One of the sad things about Ed Brayton is that, although a very talented and entertaining blogger, and a fantastic defender of evolution and science, he routinely pulls his punches with regard to Democrats and jumps at even frivolous opportunities to castigate Republicans. For a man who professes to be a libertarian rather than either of these, this is an unfortunate habit, due, no doubt, to his somewhat exaggerated sense that the Republican party is the home of religious crackpots and the Democratic party the home of sensible humanists. I’ll have more to say on that dangerous assumption later, but now is the time to ask Ed if he will start applying the same principled scrutiny toward the Obama Administration that he zealously applied to Bush.

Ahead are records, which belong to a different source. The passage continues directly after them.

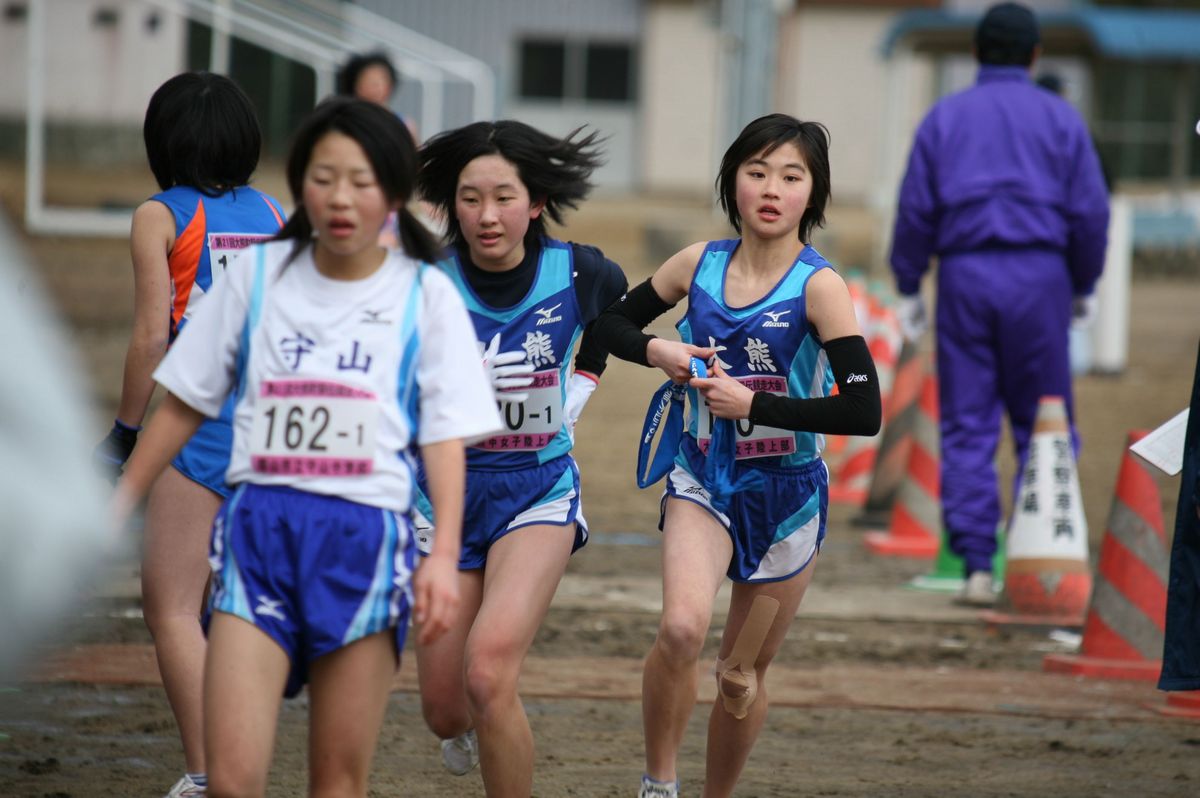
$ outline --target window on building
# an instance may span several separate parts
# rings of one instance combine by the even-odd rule
[[[1104,89],[1097,92],[1093,133],[1117,180],[1196,174],[1189,137],[1198,98],[1187,67],[1102,62],[1096,80]]]
[[[629,103],[635,68],[628,42],[526,40],[520,47],[517,92],[522,100]]]
[[[563,42],[521,43],[521,96],[532,100],[559,100],[566,77],[566,46]]]

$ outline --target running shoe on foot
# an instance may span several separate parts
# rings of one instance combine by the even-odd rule
[[[650,776],[642,776],[642,788],[637,791],[637,798],[679,798],[679,782],[655,781]]]
[[[192,781],[192,776],[184,774],[184,778],[175,782],[166,798],[199,798],[206,793],[206,788]]]
[[[962,584],[958,602],[967,607],[991,607],[996,604],[996,586],[988,571],[974,571]]]
[[[442,740],[442,764],[456,776],[467,775],[479,764],[479,740],[474,728]]]

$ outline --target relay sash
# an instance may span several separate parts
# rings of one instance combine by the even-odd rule
[[[673,468],[679,442],[683,439],[685,386],[667,380],[654,392],[642,424],[642,439],[637,448],[637,487],[649,487],[666,476]],[[653,457],[650,449],[659,436]],[[720,512],[726,512],[733,494],[740,491],[761,491],[762,475],[746,470],[734,476],[737,430],[732,419],[714,419],[713,439],[704,457],[702,481],[709,493],[709,502]],[[649,468],[647,468],[649,464]]]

President Obama has promised people the moon, more or less, probably two moons, and it’s all to be paid for with money stolen either from the productive people of this country or from their grandchildren. This is on top of the bewildering amount of money his predecessor took from them. And he has already started to break these promises. Although he has halted prosecutions at Guantanamo Bay, he has yet to announce any specific plans for closing the camp. Word on that is expected to come today. But there is very good reason to believe that it will not actually happen for years yet. Are we not to hold his feet to the fire? This morning, news comes that Obama is proposing to expand gun control in some rather intrusive ways. His “stimulus” plan is basically massive, Bush-style spending for massive, FDR-style make-work projects that waste time and divert resources from where they are needed. He is a strong proponent of socialized medicine. He appointed a totally unqualified secretary of state for political reasons. He nominated a tax evader to run the IRS.
And Ed? Well, he cried at the inauguration, because Obama spoke of the Declaration of Independence and the Constitution—two documents he uses only for rhetorical advantage. In the Declaration, the founders spoke of the right to pursue happiness, free from government interference. But for Obama, “the question we ask today is not whether our government is too big or too small, but whether it works—whether it helps families find jobs at a decent wage, care they can afford, a retirement that is dignified.” Those things, you see, are inalienable human rights. President Obama rather frankly does not believe in the institutions of American freedom: he wants, he says, to “begin again the work of remaking America.” Not restoring America; not returning America to its proper course of constitutional government—remaking America.
Like everyone else, I am lightheaded with the relief of no longer having George Bush in office. But I think we do our freedom a great disservice allowing that relief to blind us to the extremely serious violations of our liberty that are not only ongoing at this moment, but are very likely to expand over the next four years.